OECD takes aim at “disproportionate” 1%

The OECD’s latest research – which warns about concentrating power and privilege at the top, and advocates new tax measures – is yet another sign that even major international institutions have woken up to the danger of inequality.

The Focus on Top Incomes shows New Zealand isn’t immune from the 1%er phenomenon. Over the last 30 years, our top 1% has got one dollar in every six (14%) of all the income generated in that time. While that’s nowhere near as bad as in the US, where that figure is an almost unbelievable 47%, we’ve done much worse than, say, Denmark, where the top 1% got just 2.5% of income growth since 1981.

“The disproportionate surge in top incomes … helps explain why so many people have not felt their incomes rising in line with national GDP growth,” the OECD says. “This explains why the majority of the population cannot reconcile the aggregate income growth figures with the performance of their incomes.”

This will be precisely the left’s narrative for the election campaign: the economy may be recovering, but are you seeing your share of it?

This phenomenon also makes a big difference to those comparisons of growth rates you often see. The United States may have fantastic overall GDP growth – but most of it goes to the rich, and if you look at growth rates for ordinary people, they’re actually much higher in many other countries.

What’s also fascinating is that the OECD rejects the explanations often given for the 1%’s income gains. In particular, it has little time for the idea that the 1% are earning more because they are now global superstars. That can’t be true, it points out, because incomes aren’t soaring right across the globe.

In another break from orthodoxy, the OECD says we need to think very hard about tax rates at the top. Governments have “several options at hand to increase effective taxation paid by top income recipients”.

For reasons that aren’t clear, the OECD doesn’t like the idea of just increasing the top tax rate. But it does recommend a whole lot of other ideas, including:

•  Abolishing or scaling back tax deductions, credits and exemptions (more relevant to America than New Zealand)

• Taxing as ordinary income all remuneration, including fringe benefits, carried interest  arrangements and stock options;

• More taxes on immovable property, i.e. wealth

• Reviewing other forms of wealth taxes such as inheritance taxes

• Increasing transparency and international cooperation on tax rules to minimise “treaty shopping”

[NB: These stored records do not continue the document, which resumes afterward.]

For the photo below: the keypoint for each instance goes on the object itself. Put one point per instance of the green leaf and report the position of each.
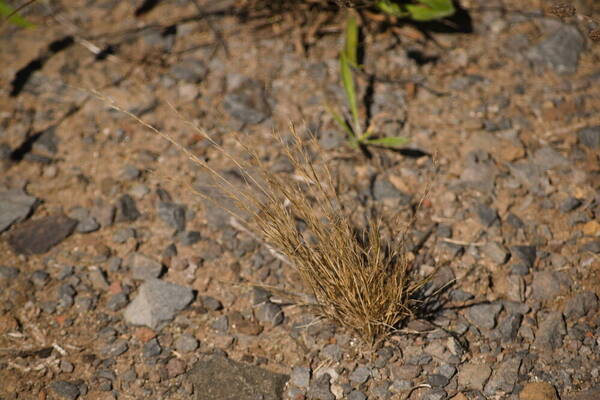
(391, 8)
(9, 13)
(351, 41)
(387, 141)
(349, 89)
(430, 9)
(366, 135)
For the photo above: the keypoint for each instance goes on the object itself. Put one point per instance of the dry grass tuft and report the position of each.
(359, 280)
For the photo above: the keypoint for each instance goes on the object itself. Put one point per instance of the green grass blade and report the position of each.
(391, 8)
(350, 91)
(430, 9)
(9, 13)
(396, 141)
(351, 41)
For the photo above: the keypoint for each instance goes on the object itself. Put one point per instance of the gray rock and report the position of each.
(381, 390)
(547, 285)
(570, 204)
(591, 394)
(114, 263)
(319, 389)
(151, 348)
(509, 327)
(172, 214)
(220, 324)
(247, 102)
(590, 137)
(473, 376)
(211, 304)
(360, 375)
(117, 301)
(115, 348)
(384, 189)
(526, 254)
(186, 343)
(435, 394)
(98, 278)
(383, 356)
(130, 173)
(487, 215)
(15, 206)
(123, 234)
(331, 139)
(550, 332)
(269, 313)
(217, 377)
(86, 303)
(65, 390)
(332, 352)
(496, 252)
(548, 158)
(87, 225)
(437, 380)
(65, 294)
(40, 278)
(66, 366)
(47, 141)
(189, 238)
(300, 377)
(400, 385)
(126, 209)
(40, 235)
(504, 377)
(447, 370)
(356, 395)
(592, 246)
(484, 315)
(157, 301)
(406, 372)
(143, 267)
(559, 51)
(8, 273)
(479, 171)
(581, 304)
(190, 70)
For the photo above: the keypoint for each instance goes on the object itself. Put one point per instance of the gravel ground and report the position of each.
(118, 282)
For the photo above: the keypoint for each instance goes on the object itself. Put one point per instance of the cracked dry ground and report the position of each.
(117, 282)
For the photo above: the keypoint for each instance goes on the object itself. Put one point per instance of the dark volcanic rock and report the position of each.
(40, 235)
(247, 102)
(65, 390)
(551, 332)
(217, 377)
(126, 209)
(589, 137)
(15, 206)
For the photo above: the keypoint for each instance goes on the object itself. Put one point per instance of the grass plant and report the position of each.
(358, 279)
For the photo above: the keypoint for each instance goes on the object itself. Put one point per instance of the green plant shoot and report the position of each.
(348, 62)
(423, 10)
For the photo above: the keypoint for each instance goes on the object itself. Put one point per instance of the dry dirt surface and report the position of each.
(117, 281)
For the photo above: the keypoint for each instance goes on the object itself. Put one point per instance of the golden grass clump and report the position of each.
(359, 280)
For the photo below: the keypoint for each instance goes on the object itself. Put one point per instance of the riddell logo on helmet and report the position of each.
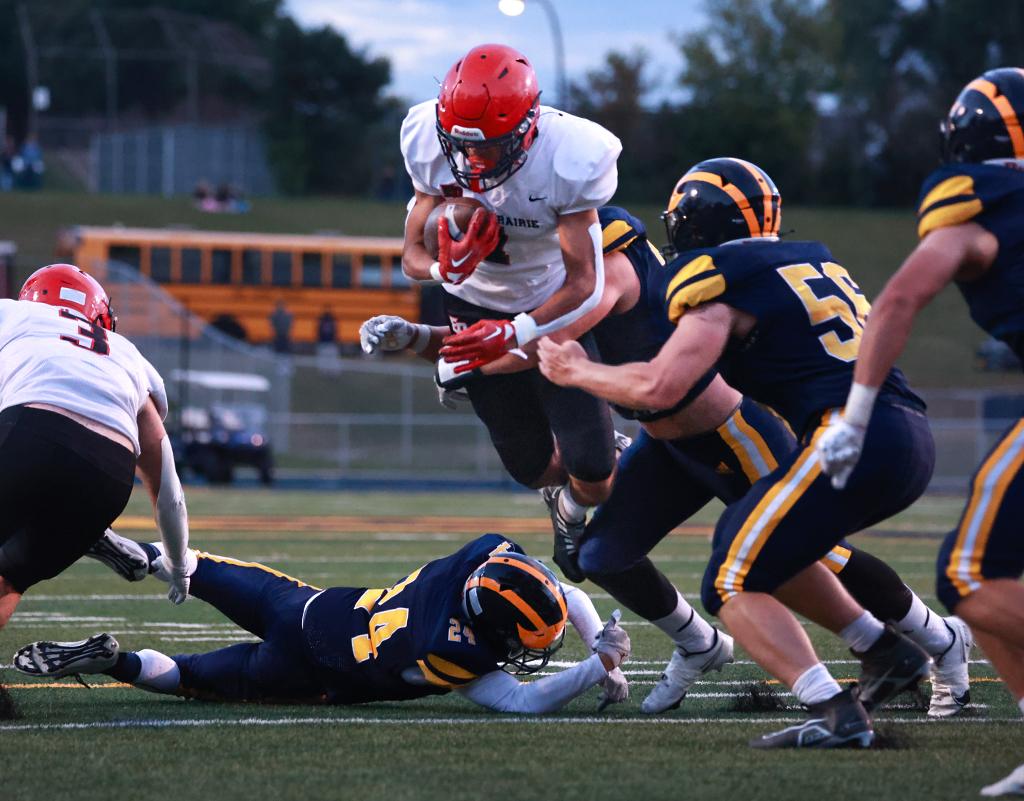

• Developing policies to improve transparency and tax compliance

Throughout the document you can feel the influence of Thomas Piketty, whose bestselling book Capital in the Twenty-First Century hones in on the 1%, and warns of the danger of allowing the buildup of great wealth. Echoing his book’s message very closely, the OECD concludes: “Decreasing marginal tax rates for top incomes and tax exemptions for capital income may result in top income groups accumulating more capital and wealth and transmitting this through bequests to younger generations, continually concentrating power and privilege.”

It’s yet another sign of change. A generation ago, you wouldn’t have heard the OECD warning about “concentrating power and privilege”, or finding new ways to tax the rich. But that’s how far the debate has come.